/ 26 October 2001

Stars in their eyes

One’s first impressions of America’s Sweethearts, the new comedy with Julia Roberts, John Cusack and Catherine Zeta-Jones, were not favourable. The ”making of” mini-documentaries on TV (while giving away too much of the plot) and the trailers did not give one a sense of how consistently funny it is — and that without relying on the standard idiocies.

America’s Sweethearts is still very much a mainstream Hollywood movie, but it is at a slight angle to the usual fare served up as comedy. It is not genitally and anally obsessed as the American Pies and Farrelly Brothers comedies are. Nor is it an example of the soft-hearted and soft-headed stuff that goes as romantic comedy. It may not achieve the urbane heights of something Mike Nichols could have made (well, there is only one of him, it seems), but it has more sophistication than one expected.

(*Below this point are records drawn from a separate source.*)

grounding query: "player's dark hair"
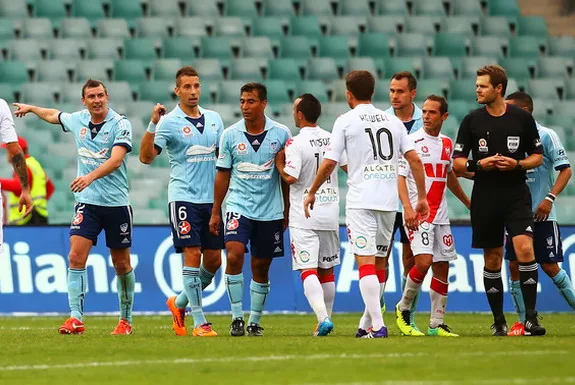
[240,82,268,100]
[477,64,507,96]
[296,94,321,123]
[425,95,449,115]
[176,66,200,86]
[391,71,417,91]
[82,79,108,98]
[345,70,375,101]
[505,91,533,112]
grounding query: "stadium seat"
[193,59,224,81]
[413,0,446,17]
[136,17,171,39]
[517,16,549,37]
[72,0,105,21]
[405,16,442,35]
[21,17,54,39]
[487,0,521,17]
[152,59,182,80]
[367,15,405,36]
[295,80,329,103]
[300,0,334,16]
[215,16,251,37]
[148,0,182,17]
[139,80,176,103]
[114,59,148,83]
[357,33,390,59]
[377,0,409,16]
[110,0,144,20]
[471,36,509,58]
[76,59,114,82]
[0,0,29,19]
[230,57,267,82]
[0,61,29,85]
[450,0,483,16]
[509,36,546,58]
[537,56,573,78]
[35,60,72,83]
[225,0,258,19]
[421,56,455,80]
[267,58,301,82]
[547,36,575,57]
[242,36,274,59]
[433,32,470,57]
[34,0,66,21]
[162,37,197,63]
[339,0,372,16]
[60,17,92,39]
[290,16,323,38]
[88,38,124,60]
[124,37,159,60]
[480,16,511,37]
[395,33,433,56]
[188,0,220,17]
[308,57,339,81]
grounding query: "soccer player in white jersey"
[210,83,291,337]
[505,91,575,336]
[0,99,32,237]
[14,79,136,334]
[140,66,224,337]
[304,71,429,338]
[396,95,471,337]
[276,94,347,336]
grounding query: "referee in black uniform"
[453,65,545,336]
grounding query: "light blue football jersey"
[58,108,132,206]
[527,123,570,221]
[216,116,291,221]
[154,105,224,204]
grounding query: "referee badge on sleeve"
[507,136,519,153]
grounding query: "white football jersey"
[284,126,347,230]
[399,130,453,225]
[325,104,414,211]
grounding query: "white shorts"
[405,222,457,262]
[345,209,395,258]
[290,227,340,270]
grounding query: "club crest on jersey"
[507,136,519,153]
[236,142,248,155]
[182,126,193,136]
[478,138,489,152]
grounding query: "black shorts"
[505,221,563,264]
[471,183,533,249]
[391,212,409,244]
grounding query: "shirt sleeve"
[545,131,571,171]
[284,138,302,179]
[154,116,171,153]
[524,114,543,155]
[0,99,18,143]
[452,115,471,158]
[112,118,132,152]
[216,129,232,170]
[324,117,345,162]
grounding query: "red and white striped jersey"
[399,130,453,225]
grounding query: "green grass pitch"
[0,313,575,385]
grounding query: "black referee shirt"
[453,104,543,186]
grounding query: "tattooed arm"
[6,142,32,215]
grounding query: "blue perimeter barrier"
[0,226,575,314]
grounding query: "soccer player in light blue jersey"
[210,83,291,336]
[140,66,224,337]
[505,91,575,336]
[14,79,135,334]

Perhaps that is because it is a look at Hollywood itself. Oddly, for an industry so entranced by money and hooked on egotism, Hollywood often comes up with very good examinations of its own workings. And, here, an area not hitherto explored is under the microscope: that tangential but essential space known as marketing or publicity. To be more precise, the media junket.

Billy Crystal, who produced and wrote America’s Sweethearts, plays a publicist who has to reunite two popular stars who have made for themselves a successful tandem career. They are the husband-and-wife team of Eddie Thomas and Gwen Harrison (Cusack and Zeta-Jones), the latest in a long line of romantic/professional Hollywood teams that had a peak with Katherine Hepburn and Spencer Tracy and seems lately to have petered out with the likes of Tom Cruise and Nicole Kidman.

Trouble is, Gwen and Eddie are no longer on speaking terms. Gwen left him for a Latin Lothario (shades of Melanie Griffith leaving Don Johnson for Antonio Banderas?), and the shattered Eddie has rather lost his grip on life, submerging himself in a cesspool of bitterness and self-pity. Their latest film is, however, about to hit the screens — if the studio mandarins can only lay hands on a print. The reclusive director is keeping it under wraps until the last moment. So the publicist’s only option is to launch a major press junket at a remote desert resort and bamboozle the media into some enthusiasm for a movie they haven’t yet seen.

The Hollywood tradition of expert fakery both on-screen and behind the scenes is satirised with a very neat touch; Crystal’s script is both highly amusing and underpinned by a sense of authenticity. His own performance is relaxed and entirely believable. Zeta-Jones (clearly back in superb physical form after her recent child-bearing) is perfectly over-the-top as the egomaniacal star, and Cusack presents the anguish of her more sensitive husband with real sympathy and a lovely touch of understated humour. Cusack is now one of the few actors of whom one can reasonably assume that any film he is in will at least be worth seeing.

The most complex role, though, and perhaps the most endearing personality in the film, goes to Julia Roberts, who seems to be sensibly putting the Runaway Bride kind of pap behind her. She plays Kiki, Gwen’s sister and much-put-upon Girl Friday, a woman who has subsumed her personal ambitions in her sibling’s career and ever-escalating needs. As the difficult new situation unfolds, with the estranged stars in an uneasy new alliance and the publicity machine pursuing its own agenda, it seems an opportunity will at last arise for Kiki to get out from under her sister’s shadow and make a grab for what she herself really wants.

There are convicing emotions underpinning the laughs, which helps — they are not too much reduced to the usual Hollywood join-the-dots kind of schema. But the laughs are the main thing America’s Sweethearts has to offer, and that it maintains a consistent standard of humour throughout is something to applaud. Forget the advance publicity, which makes the movie look rather ordinary, and — if the trailers haven’t already given away all the best jokes — go and enjoy the spectacle of Hollywood laughing at itself. After the industry’s sanctimonious, confused response to September 11 (suddenly anything about terrorism or any film showing the twin towers is taboo), such self-satirising humour is welcome light relief.